Through the April 24 incident, we came very close to some major accidents – and luckily people promptly complained and Titas managed to take corrective actions on time. However, there was some negligence here as well. At the CGS, if they had detected the high pressure upstream (because of factories and industries being closed) resulting in high pressure downstream, this would not have happened – and it should never have happened. So, the authorities, including the energy minister, need to sit down and find urgent solutions.
So, what we see happening are all outside of the domain of good practices when it comes to safety.
Can the lack of sufficient investment for maintenance and everything you mentioned be described as part of a governance failure?
Yes, absolutely. It is also the attitude that is the problem. The authorities responsible for different projects are not putting enough emphasis on safety – both that of people and of the environment. We are literally seeing crashes, explosions, and fires every day, many of which result from disregarding safety guidelines. Why? Because infrastructures are not well-maintained and, in some cases, not properly constructed.
How do we change this mindset? In many countries, had such deaths from explosions occurred, we would see criminal cases being filed, perhaps being followed by prosecution. Could such accountability improve things?
Our judicial system needs to take proactive steps in this regard and hold people responsible. There needs to be adequate budgetary allocation for safety. This propensity of wanting to build new infrastructure, while ignoring the upkeep of the systems we already have in place, is a damaging one.
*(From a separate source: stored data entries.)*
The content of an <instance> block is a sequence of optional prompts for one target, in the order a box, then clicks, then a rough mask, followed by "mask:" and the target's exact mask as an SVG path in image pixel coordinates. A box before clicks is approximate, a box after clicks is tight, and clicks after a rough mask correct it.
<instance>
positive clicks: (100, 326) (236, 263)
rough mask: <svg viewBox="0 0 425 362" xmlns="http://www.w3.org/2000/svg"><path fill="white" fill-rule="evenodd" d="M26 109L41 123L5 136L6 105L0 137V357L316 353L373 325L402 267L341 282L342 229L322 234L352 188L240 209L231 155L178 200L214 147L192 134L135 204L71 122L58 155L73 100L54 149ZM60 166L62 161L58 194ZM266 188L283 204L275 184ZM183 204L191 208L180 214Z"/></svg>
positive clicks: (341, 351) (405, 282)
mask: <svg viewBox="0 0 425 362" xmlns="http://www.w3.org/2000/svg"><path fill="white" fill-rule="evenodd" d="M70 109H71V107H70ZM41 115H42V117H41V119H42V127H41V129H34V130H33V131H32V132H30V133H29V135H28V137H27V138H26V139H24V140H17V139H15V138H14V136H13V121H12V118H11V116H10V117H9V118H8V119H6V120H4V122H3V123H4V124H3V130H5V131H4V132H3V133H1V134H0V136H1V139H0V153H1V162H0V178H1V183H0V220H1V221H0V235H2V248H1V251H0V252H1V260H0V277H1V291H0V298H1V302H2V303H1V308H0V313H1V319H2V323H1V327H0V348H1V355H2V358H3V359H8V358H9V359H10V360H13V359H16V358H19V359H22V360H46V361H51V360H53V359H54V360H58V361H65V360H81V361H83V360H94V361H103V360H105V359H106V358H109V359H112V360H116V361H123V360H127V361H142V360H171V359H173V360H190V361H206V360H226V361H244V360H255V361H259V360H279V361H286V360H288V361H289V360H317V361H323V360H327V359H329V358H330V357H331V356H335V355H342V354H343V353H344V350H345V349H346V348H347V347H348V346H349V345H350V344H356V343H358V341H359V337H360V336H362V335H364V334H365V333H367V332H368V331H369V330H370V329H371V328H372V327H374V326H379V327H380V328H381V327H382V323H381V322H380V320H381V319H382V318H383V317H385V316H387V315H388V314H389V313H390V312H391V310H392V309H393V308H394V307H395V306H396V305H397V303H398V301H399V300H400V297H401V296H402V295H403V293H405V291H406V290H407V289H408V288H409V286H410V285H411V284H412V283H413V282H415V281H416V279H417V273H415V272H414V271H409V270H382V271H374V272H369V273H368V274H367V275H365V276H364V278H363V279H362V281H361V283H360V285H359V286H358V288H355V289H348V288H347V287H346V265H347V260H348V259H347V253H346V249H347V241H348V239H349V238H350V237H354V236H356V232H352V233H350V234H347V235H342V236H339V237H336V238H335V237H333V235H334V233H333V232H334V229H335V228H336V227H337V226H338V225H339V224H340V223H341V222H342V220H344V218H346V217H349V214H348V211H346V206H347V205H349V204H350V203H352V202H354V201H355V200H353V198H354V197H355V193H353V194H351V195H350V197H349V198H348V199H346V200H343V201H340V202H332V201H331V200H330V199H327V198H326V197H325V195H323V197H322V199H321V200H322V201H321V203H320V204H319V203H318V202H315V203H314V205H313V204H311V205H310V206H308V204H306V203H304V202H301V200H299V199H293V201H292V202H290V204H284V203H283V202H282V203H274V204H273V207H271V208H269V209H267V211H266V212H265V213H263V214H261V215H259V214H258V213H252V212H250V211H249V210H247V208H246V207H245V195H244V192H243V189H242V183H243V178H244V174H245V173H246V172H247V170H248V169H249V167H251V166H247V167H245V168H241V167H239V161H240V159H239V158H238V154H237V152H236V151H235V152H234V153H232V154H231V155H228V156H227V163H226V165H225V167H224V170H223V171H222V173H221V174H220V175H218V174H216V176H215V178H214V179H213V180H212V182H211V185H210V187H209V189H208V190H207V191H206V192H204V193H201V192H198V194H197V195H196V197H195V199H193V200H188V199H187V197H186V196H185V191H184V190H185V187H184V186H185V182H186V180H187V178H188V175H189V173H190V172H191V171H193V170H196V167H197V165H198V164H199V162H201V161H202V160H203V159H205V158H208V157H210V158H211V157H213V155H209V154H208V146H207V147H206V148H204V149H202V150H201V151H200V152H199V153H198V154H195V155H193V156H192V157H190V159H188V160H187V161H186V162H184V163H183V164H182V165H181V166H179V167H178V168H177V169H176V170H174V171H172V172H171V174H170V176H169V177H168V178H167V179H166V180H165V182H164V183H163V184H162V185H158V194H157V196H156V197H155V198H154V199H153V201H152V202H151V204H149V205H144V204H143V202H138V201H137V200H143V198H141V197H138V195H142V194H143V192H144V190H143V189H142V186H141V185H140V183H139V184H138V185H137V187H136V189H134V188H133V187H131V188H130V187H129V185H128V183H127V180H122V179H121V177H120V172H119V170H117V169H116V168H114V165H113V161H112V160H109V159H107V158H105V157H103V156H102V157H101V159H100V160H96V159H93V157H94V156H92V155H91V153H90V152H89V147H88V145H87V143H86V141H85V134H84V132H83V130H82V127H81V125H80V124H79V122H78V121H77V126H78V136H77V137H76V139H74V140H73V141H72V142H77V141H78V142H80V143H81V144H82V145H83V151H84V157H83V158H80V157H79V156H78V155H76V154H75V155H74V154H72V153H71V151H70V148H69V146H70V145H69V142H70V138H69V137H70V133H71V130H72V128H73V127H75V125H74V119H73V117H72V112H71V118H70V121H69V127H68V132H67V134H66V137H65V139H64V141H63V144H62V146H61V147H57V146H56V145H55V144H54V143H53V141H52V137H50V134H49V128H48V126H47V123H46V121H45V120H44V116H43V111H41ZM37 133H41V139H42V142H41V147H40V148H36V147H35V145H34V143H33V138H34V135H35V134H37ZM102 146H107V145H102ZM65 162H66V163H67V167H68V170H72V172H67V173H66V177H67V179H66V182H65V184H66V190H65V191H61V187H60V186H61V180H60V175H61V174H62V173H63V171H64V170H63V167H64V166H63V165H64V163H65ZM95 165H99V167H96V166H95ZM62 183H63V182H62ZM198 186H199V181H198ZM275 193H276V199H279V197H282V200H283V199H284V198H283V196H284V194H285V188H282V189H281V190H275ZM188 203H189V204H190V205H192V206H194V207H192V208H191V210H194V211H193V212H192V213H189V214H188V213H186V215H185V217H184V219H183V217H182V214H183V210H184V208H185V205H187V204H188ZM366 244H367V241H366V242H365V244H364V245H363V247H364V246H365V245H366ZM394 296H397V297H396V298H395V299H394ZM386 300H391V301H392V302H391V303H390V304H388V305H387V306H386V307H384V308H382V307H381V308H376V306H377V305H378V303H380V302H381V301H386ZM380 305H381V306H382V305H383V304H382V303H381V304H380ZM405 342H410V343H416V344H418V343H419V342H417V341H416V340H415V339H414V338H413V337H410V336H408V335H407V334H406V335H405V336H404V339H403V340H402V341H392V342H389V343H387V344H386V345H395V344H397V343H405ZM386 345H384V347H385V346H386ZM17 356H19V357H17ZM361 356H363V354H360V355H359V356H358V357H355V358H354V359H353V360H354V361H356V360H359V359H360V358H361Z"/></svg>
Until things break down – taking lives with it – we rarely take any actions to replace the asset. So, what does that illustrate? That these lives are dispensable? This should never be acceptable.
So, yes. We have to hold people, organisations, and even the government accountable or criminally liable. But for that, all the courts have to operate with a mindset that people's lives must always take precedence over and above everything else.